NCAA tournament, First round
- Conference: Big Sky Conference
- Record: 25–6 (13–3 Big Sky)
- Head coach: Kermit Davis (2nd season);
- Assistant coaches: Steve Barnes (2nd season); James Green (2nd season);
- Home arena: Kibbie Dome

= 1989–90 Idaho Vandals men's basketball team =

American college basketball season

The 1989–90 Idaho Vandals men's basketball team represented the University of Idaho during the 1989–90 NCAA Division I men's basketball season.
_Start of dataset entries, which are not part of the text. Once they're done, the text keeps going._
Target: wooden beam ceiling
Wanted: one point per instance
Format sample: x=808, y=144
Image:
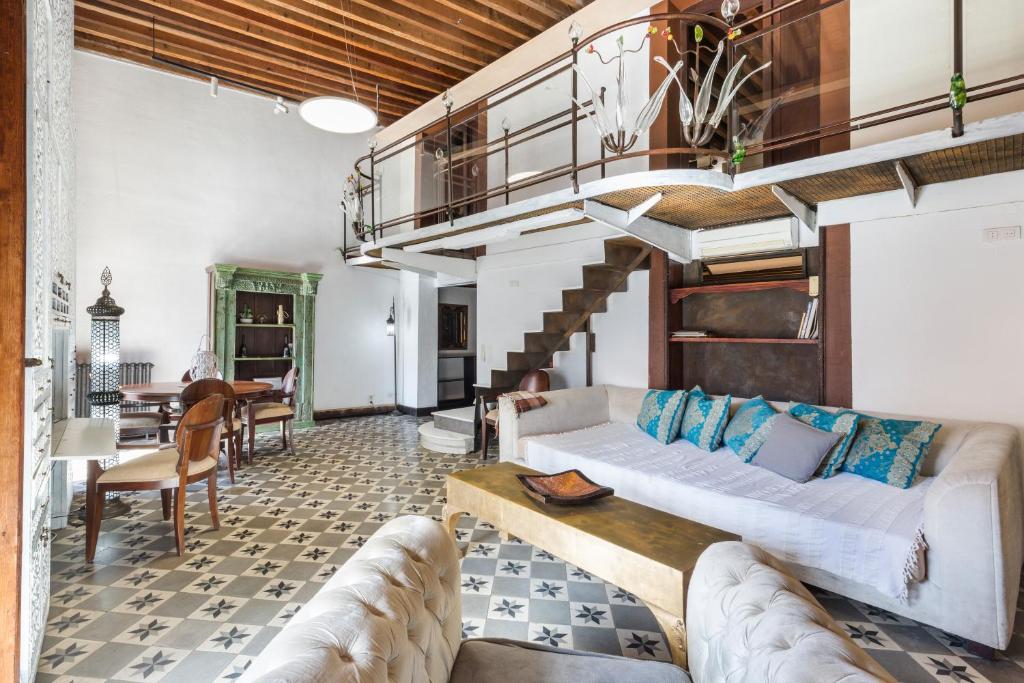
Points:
x=412, y=49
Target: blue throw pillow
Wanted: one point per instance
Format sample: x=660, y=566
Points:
x=704, y=419
x=890, y=451
x=843, y=423
x=749, y=427
x=660, y=414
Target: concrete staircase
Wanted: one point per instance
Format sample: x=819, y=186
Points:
x=453, y=431
x=622, y=257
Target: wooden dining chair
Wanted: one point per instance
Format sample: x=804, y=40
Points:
x=535, y=381
x=276, y=407
x=170, y=469
x=233, y=425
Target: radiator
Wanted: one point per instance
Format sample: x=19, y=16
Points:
x=131, y=373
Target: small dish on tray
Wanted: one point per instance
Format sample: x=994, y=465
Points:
x=568, y=487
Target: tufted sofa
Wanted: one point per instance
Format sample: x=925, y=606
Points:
x=393, y=613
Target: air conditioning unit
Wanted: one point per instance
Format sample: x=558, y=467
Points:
x=769, y=236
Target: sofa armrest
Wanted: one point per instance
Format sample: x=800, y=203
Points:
x=973, y=527
x=749, y=620
x=567, y=410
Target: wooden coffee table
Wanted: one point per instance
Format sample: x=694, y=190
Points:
x=645, y=551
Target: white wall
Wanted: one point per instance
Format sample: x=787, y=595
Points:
x=937, y=313
x=417, y=330
x=902, y=51
x=519, y=280
x=171, y=180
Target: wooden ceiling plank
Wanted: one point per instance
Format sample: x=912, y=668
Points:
x=509, y=11
x=143, y=29
x=555, y=11
x=237, y=27
x=246, y=72
x=457, y=20
x=464, y=60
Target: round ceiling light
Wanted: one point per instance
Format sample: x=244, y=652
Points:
x=338, y=115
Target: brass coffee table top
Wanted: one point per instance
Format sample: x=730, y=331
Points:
x=664, y=538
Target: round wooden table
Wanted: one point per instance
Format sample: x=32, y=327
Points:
x=163, y=392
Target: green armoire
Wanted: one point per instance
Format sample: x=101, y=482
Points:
x=263, y=322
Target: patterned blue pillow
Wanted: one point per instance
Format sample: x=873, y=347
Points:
x=844, y=422
x=660, y=414
x=749, y=428
x=890, y=451
x=704, y=419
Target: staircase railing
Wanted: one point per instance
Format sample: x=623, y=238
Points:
x=740, y=39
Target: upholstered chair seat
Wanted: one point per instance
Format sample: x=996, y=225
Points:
x=268, y=411
x=155, y=467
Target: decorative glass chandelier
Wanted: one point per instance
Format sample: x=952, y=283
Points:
x=617, y=136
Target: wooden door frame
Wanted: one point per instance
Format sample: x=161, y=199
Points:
x=13, y=210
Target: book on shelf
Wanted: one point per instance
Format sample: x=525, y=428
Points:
x=809, y=322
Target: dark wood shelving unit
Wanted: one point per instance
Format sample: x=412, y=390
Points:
x=753, y=324
x=802, y=285
x=739, y=340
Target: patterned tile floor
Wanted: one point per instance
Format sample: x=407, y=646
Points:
x=142, y=613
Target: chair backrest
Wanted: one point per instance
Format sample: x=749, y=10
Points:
x=535, y=381
x=200, y=389
x=187, y=376
x=289, y=385
x=392, y=612
x=198, y=434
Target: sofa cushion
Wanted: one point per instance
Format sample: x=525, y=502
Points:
x=794, y=450
x=843, y=423
x=705, y=418
x=749, y=427
x=392, y=612
x=748, y=620
x=890, y=451
x=858, y=529
x=662, y=414
x=500, y=660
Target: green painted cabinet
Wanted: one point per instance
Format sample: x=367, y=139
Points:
x=263, y=323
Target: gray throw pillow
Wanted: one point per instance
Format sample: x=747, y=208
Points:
x=794, y=449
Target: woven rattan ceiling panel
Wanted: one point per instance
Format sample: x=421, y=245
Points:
x=696, y=206
x=969, y=161
x=846, y=182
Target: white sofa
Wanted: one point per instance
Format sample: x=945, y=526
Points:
x=969, y=500
x=393, y=613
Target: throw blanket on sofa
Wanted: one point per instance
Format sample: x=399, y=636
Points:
x=523, y=401
x=853, y=527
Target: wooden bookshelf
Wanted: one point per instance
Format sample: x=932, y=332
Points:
x=739, y=340
x=802, y=285
x=236, y=289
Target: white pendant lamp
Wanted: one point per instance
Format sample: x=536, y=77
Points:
x=337, y=115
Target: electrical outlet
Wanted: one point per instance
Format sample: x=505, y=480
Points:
x=1003, y=233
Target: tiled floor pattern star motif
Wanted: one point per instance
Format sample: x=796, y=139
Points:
x=142, y=613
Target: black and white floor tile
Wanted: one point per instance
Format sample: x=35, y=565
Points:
x=142, y=613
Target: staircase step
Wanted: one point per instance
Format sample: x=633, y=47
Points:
x=581, y=300
x=442, y=440
x=604, y=276
x=559, y=321
x=621, y=254
x=525, y=360
x=542, y=342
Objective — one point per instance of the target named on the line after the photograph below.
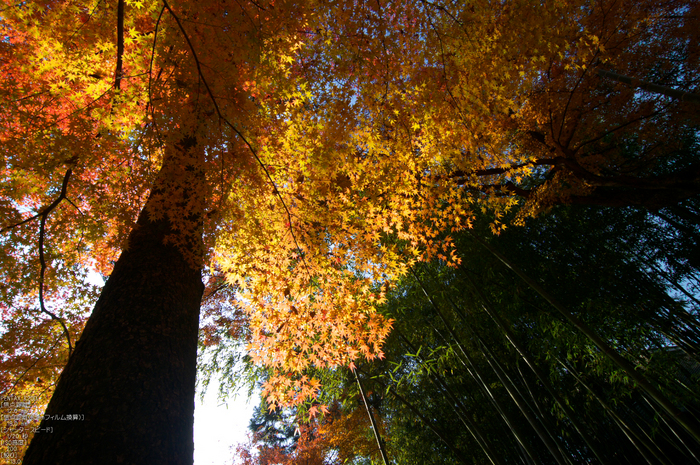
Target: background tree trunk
(132, 375)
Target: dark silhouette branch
(43, 215)
(238, 133)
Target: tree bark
(132, 375)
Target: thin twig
(44, 215)
(240, 135)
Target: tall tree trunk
(131, 378)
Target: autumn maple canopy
(304, 153)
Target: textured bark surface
(133, 371)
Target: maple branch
(234, 129)
(649, 87)
(120, 44)
(30, 367)
(44, 215)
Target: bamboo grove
(310, 159)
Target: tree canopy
(318, 148)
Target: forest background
(305, 157)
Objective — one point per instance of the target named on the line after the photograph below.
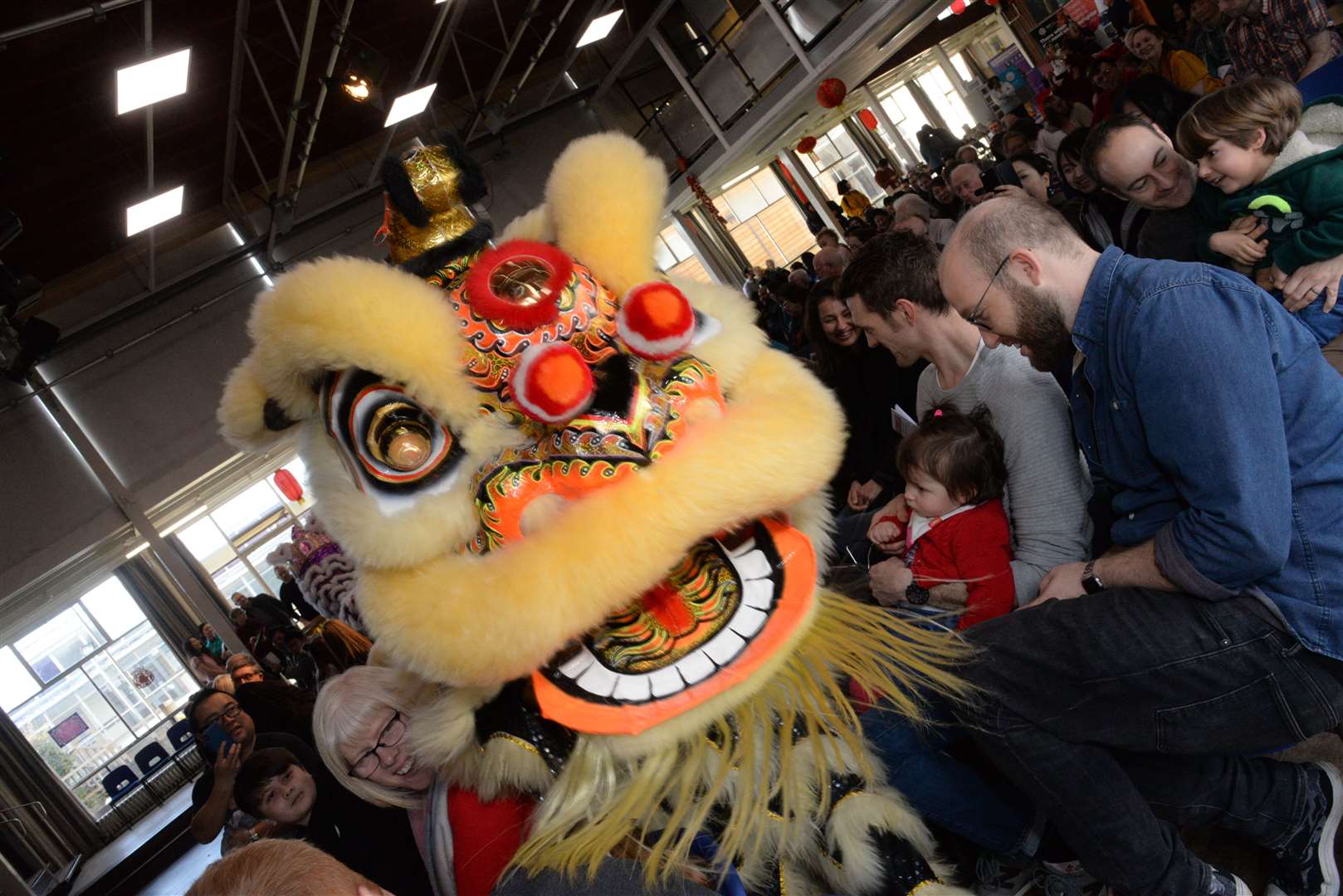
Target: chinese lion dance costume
(588, 504)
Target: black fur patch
(274, 416)
(469, 242)
(398, 186)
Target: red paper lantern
(832, 90)
(288, 485)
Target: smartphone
(999, 175)
(215, 738)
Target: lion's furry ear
(247, 416)
(606, 197)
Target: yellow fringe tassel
(667, 794)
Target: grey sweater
(1048, 485)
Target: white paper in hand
(901, 422)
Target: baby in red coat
(956, 547)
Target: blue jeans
(942, 789)
(1128, 713)
(1323, 327)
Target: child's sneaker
(1228, 884)
(998, 874)
(1306, 865)
(1068, 879)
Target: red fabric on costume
(974, 544)
(485, 835)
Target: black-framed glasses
(393, 733)
(974, 314)
(232, 712)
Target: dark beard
(1041, 328)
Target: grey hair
(345, 705)
(911, 206)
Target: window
(774, 229)
(91, 685)
(904, 112)
(947, 100)
(837, 158)
(232, 542)
(676, 257)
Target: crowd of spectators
(1160, 236)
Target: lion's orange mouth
(710, 625)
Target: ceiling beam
(598, 8)
(499, 71)
(414, 82)
(300, 80)
(632, 47)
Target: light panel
(410, 105)
(148, 82)
(154, 212)
(599, 27)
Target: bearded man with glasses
(892, 292)
(1142, 691)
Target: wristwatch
(1091, 582)
(916, 596)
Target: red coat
(973, 547)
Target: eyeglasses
(232, 712)
(974, 314)
(369, 761)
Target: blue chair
(120, 782)
(152, 761)
(180, 737)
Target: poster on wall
(69, 728)
(1014, 71)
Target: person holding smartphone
(226, 737)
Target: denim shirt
(1218, 425)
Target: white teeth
(724, 646)
(747, 621)
(665, 681)
(752, 566)
(574, 666)
(758, 592)
(745, 547)
(696, 666)
(598, 680)
(634, 688)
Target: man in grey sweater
(895, 299)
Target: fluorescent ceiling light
(599, 27)
(154, 212)
(410, 105)
(740, 178)
(148, 82)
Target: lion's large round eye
(400, 436)
(523, 281)
(519, 284)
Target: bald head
(829, 262)
(993, 230)
(1018, 271)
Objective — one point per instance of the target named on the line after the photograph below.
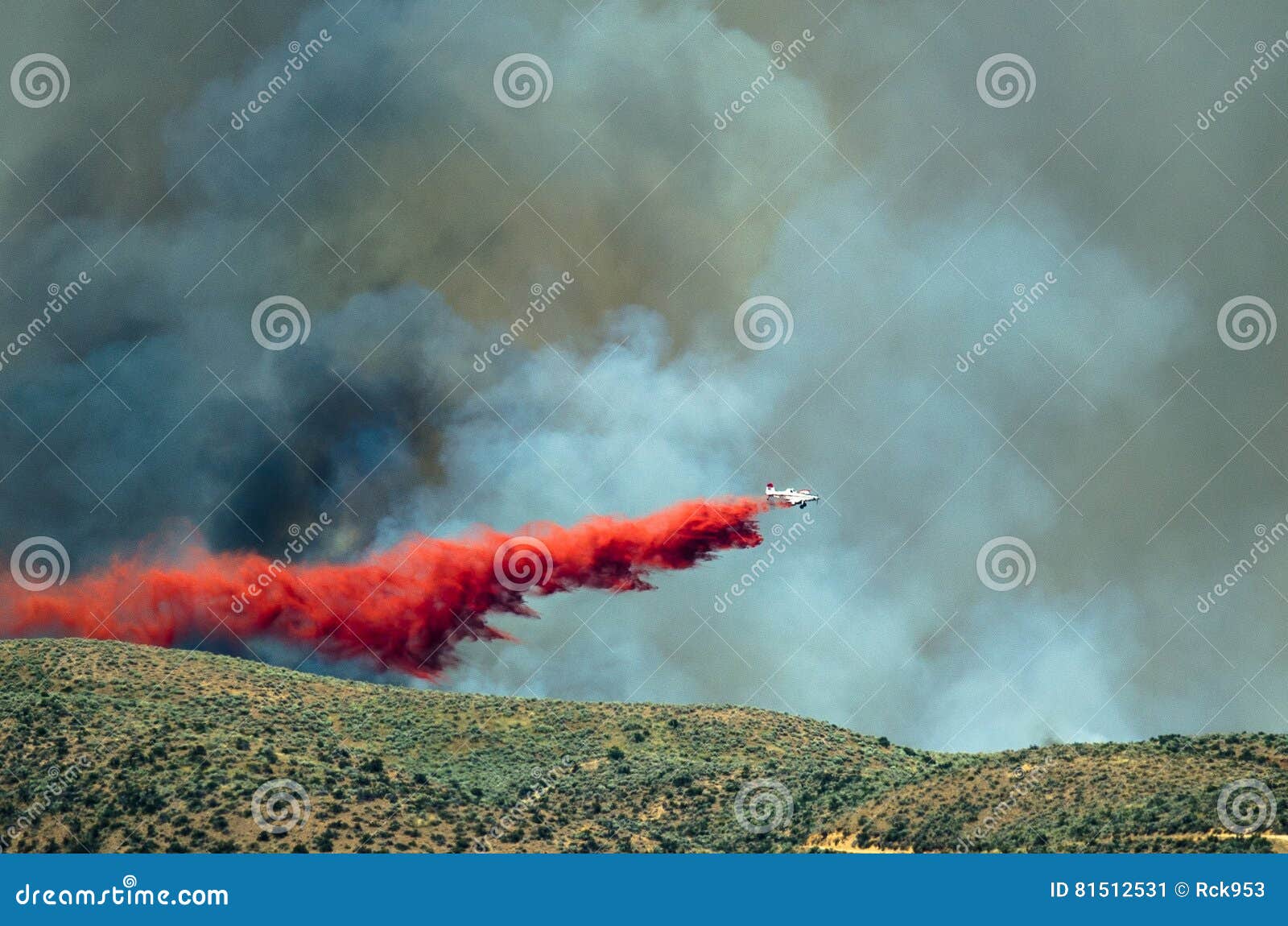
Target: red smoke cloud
(407, 607)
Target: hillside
(114, 747)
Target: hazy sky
(893, 174)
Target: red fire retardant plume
(406, 607)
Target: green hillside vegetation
(114, 747)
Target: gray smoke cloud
(869, 186)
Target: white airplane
(789, 496)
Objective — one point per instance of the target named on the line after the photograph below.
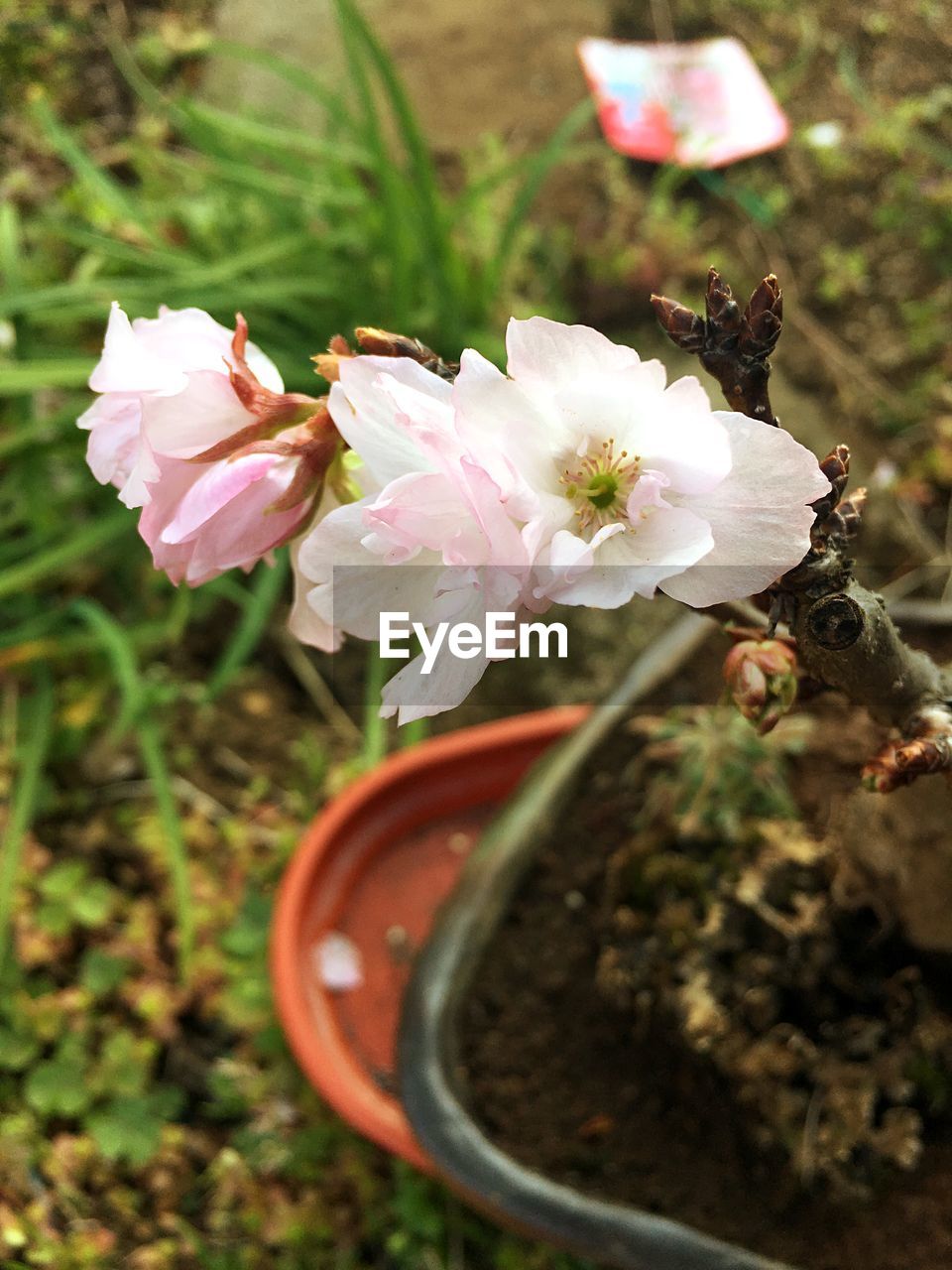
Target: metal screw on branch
(835, 622)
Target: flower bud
(762, 679)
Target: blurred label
(698, 104)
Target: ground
(157, 1120)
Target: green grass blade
(535, 175)
(402, 248)
(375, 729)
(24, 799)
(246, 131)
(439, 252)
(122, 656)
(177, 855)
(86, 541)
(58, 372)
(263, 597)
(298, 76)
(136, 714)
(84, 168)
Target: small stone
(460, 843)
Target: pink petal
(548, 352)
(128, 366)
(758, 515)
(367, 417)
(202, 414)
(338, 961)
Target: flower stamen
(599, 484)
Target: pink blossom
(204, 518)
(166, 393)
(428, 508)
(579, 476)
(625, 485)
(180, 388)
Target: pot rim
(429, 1072)
(306, 1011)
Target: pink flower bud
(762, 679)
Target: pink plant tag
(697, 104)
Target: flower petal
(758, 515)
(543, 352)
(204, 413)
(634, 563)
(128, 365)
(367, 416)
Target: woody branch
(844, 636)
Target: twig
(844, 634)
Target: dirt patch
(653, 1124)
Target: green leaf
(94, 903)
(17, 1049)
(59, 1084)
(45, 372)
(130, 1128)
(61, 880)
(102, 973)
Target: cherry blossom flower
(579, 476)
(180, 389)
(626, 485)
(166, 391)
(429, 509)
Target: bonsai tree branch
(844, 636)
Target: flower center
(599, 484)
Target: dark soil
(560, 1080)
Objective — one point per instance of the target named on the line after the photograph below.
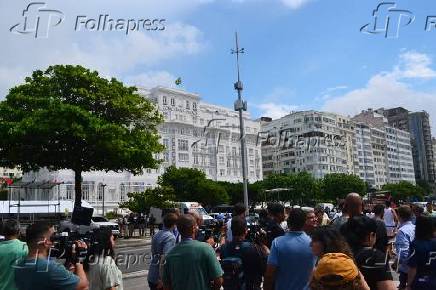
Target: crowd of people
(302, 249)
(128, 225)
(291, 248)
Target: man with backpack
(243, 262)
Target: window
(166, 143)
(183, 157)
(100, 192)
(183, 145)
Members of the Big Sky Conference, the Vandals were led by second-year head coach Kermit Davis and played their home games on campus at the Kibbie Dome in Moscow, Idaho.

The Vandals were 23–5 overall in the regular season and 13–3 in conference play, champions in the regular season standings. At the conference tournament in Boise, the Vandals earned a third consecutive bye into the semifinals, where they beat sixth seed Montana State by nine points. In the final against league runner-up Eastern Washington, Idaho's Ricardo Boyd sank a three-pointer as time expired to break a tie and give the Vandals a second consecutive NCAA berth.

Seeded thirteenth again in the West Regional, Idaho lost to Louisville by nineteen points in Salt Lake City in the first round. Davis left in late March for Texas A&M, and was succeeded by Larry Eustachy, a former fellow UI assistant in Tim Floyd's first season (1986–87).

This was Idaho's fourth appearance in the NCAA tournament in ten years, but remains its most recent.

==Postseason results==

| Date time, TV | Rank^{#} | Opponent^{#} | Result | Record | Site (attendance) city, state |
Big Sky tournament
| Fri, March 9 5:30 pm | (1) | vs. (6) Montana State Semifinal | W 80–71 | 24–5 | BSU Pavilion (6,328) Boise, Idaho |
| Sat, March 10 7:00 pm, ESPN | (1) | vs. (2) Eastern Washington Final | W 65–62 | 25–5 | BSU Pavilion (6,541) Boise, Idaho |
NCAA tournament
| Thu, March 15 1:37 pm, ESPN | (13W) | vs. (4W) No. 16 Louisville First round | L 59–78 | 25–6 | Huntsman Center (10,298) Salt Lake City, Utah |
*Non-conference game. ^{#}Rankings from AP poll. (#) Tournament seedings in parentheses. All times are in Pacific time.